โš“PID Failure Modes & Responses

How to react in different scenarios where the redemption rate is ineffective

Failure Scenarios

The following is a list of known PID failure modes and possible responses or fixes for each one of them. Note that in order to minimize the risk of the PID failing, governance should activate it only after the stableasset has a minimum, mandatory liquidity level on exchanges as well as plenty of users interacting with the system.

Market Manipulation

Although improbable (in case the PID is fed a TWAP feed for the stablecoin market price) after a stablecoin gets to scale, market manipulation is always a concern that can make the PID controller destabilize the system. In this scenario, governance has two options: pause the controller until there is more liquidity on exchanges or globally settle the system.

Lack of Liquidity on Exchanges

Governance must ensure at all times that there is enough stablecoins on exchanges vs stablecoins locked in other applications. This is why governance must specify two KPIs:

  1. An absolute minimum amount of liquidity that must be on the exchanges from which the PID is pulling market price data

  2. A minimum percentage of stablecoins out of the total outstanding supply that must be at all times on exchanges vs the percentage of stablecoins locked/used in other applications

In case the stablecoin liquidity drops below any of the two limits specified above, governance is advised to pause the PID and restart it only after the liquidity improves.

NOTE: lack of liquidity will increase the risk of market manipulation (as seen in Proto RAI).

Skewed Incentives

In case governance sets up a system to incentivize the growth of a stablecoin, these incentives may interfere with the PID's and cause the system to become unstable. In this scenario, governance should look at the following solutions:

  1. Offer less growth incentives over a longer period of time

  2. Pause the controller until the growth campaign/s end

  3. Completely stop growth campaigns

  4. Find a way to incentivize market making alongside growth

Negative Feedback Turning Positive

There are cases when, even if there is no market manipulation, no skewed incentives and there's plenty of liquidity on exchanges, the market might not react to the redemption rate incentives and the redemption price would continue to go in a single direction for a long period of time.

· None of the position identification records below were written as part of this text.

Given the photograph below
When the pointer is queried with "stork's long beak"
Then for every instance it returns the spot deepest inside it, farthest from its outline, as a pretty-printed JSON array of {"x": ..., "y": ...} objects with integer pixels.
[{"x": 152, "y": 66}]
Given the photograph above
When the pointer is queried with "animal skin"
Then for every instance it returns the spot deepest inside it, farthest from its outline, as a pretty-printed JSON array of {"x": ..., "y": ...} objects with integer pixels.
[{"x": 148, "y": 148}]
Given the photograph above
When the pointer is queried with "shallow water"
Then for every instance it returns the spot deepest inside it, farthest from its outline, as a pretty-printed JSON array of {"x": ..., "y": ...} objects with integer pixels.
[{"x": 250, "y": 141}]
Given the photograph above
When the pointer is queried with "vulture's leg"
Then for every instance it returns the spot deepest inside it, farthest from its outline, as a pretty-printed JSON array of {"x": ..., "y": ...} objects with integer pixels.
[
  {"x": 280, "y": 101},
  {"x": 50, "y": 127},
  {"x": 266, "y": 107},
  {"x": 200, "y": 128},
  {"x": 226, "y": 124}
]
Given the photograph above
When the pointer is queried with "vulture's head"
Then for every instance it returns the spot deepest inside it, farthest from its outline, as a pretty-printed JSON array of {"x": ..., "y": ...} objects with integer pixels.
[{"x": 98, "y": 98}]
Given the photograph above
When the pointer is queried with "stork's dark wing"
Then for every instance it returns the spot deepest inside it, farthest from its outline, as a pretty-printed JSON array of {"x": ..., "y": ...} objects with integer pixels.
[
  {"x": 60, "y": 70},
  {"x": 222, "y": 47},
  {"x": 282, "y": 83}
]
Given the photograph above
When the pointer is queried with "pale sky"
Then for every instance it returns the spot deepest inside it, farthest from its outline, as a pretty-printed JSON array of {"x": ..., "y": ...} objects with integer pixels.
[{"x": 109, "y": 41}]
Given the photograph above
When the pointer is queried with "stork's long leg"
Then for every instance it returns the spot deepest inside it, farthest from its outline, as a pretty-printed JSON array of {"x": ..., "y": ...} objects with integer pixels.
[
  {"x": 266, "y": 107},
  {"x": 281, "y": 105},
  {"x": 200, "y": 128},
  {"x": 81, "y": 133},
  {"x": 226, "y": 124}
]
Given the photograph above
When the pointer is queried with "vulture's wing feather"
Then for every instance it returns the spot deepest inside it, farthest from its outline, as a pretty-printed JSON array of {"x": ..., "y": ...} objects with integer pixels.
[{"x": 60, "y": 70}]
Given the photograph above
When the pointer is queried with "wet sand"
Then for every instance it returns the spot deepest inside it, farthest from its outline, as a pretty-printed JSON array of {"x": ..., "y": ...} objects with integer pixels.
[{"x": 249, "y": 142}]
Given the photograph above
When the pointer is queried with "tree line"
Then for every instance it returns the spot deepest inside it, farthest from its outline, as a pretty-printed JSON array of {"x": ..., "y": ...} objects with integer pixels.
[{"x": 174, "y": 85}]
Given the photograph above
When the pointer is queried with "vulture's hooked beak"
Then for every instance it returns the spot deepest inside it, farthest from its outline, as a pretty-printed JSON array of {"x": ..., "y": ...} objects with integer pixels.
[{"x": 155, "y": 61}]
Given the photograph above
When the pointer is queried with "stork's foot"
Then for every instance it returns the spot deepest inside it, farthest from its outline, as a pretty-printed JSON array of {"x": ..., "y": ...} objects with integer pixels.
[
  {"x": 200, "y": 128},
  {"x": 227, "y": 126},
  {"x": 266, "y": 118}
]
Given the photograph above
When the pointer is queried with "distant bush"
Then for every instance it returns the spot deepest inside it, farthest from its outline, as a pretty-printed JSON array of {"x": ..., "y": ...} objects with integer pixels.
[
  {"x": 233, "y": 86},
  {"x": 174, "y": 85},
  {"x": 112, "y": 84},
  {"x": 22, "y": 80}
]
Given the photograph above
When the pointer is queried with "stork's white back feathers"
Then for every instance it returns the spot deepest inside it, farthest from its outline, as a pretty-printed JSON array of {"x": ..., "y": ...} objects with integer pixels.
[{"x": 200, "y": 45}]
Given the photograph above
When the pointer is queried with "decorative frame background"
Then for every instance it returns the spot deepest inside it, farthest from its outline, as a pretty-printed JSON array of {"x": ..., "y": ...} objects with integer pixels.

In this scenario there are three possible solutions:

  1. Temporarily pause the PID and wait for the market to come closer toward redemption

  2. Temporarily pause the PID and build a second controller that modifies the stability fee. In this scenario the redemption rate controller would only be used when the market price is consistently above redemption and the stability fee controller would be used when the market price is below redemption. Choosing this option means that governance may need to have long term control over the TaxCollector and there will need to be more governance over rate setting in general.

  3. Trigger global settlement and allow the system to shut down using the redemption price.

Failure Prevention

In order to make market manipulation as expensive as possible, we propose the following liquidity thresholds for the H2O stablecoin:

  • There must be at least $2M worth of liquidity on the exchange/s that the H2O oracle is pulling a price feed from

  • At least 3% of the H2O supply must be on the exchange/s from which the system is pulling a price feed from

In addition to this, the PID controller should not be set to its full force right when H2O is launched as it may destabilize the system.